To put that in perspective though, if there is a Firefox exploit and a hacker gets access to your regular user account, that's already pretty bad in itself. Even if you run as a regular unprivileged user they would still have have access to things like: your personal documents, your ssh keys, your Firefox profile with your browsing history, your session cookies and your saved passwords, your e-mail, your paypal account, your banking information, ...

As root, they could obviously do even more like damage like reading all users' data, installing a keylogger or screengrabber, installing a rootkit to make themselves undetectable, but for most regular users most of the damage is already done when their own account is compromised.

So when these discussions come up, I always have to think about this XKCD comic:

[–] SpaceCadet@feddit.nl 18 points 10 months ago (1 children)

uBlock can do much more refined and targeted blocking than a pihole because it has access to the entire page that is being served and can selectively filter elements. The pihole only has access to the DNS name, and DNS blocking is a rather crude tool to block ads that can be defeated by serving the ads from the same domain.

For example: a pihole doesn't work for blocking YouTube ads, because they come from the same domain.

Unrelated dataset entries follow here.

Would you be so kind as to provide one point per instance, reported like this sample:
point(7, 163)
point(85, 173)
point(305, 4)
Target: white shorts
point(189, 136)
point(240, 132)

[–] SpaceCadet@feddit.nl 0 points 10 months ago* (last edited 10 months ago)

I know wlroots exists. It's a library that helps you implement a compositor (i.e. does some of the heavy lifting), but at the end of the day the window manager developer is still implementing a compositor and is responsible for maintaining their compositor.

The mere fact that wlroots, and other efforts like louvre, are necessary at all actually prove my point that it was an idiotic design to push everything off into "compositors".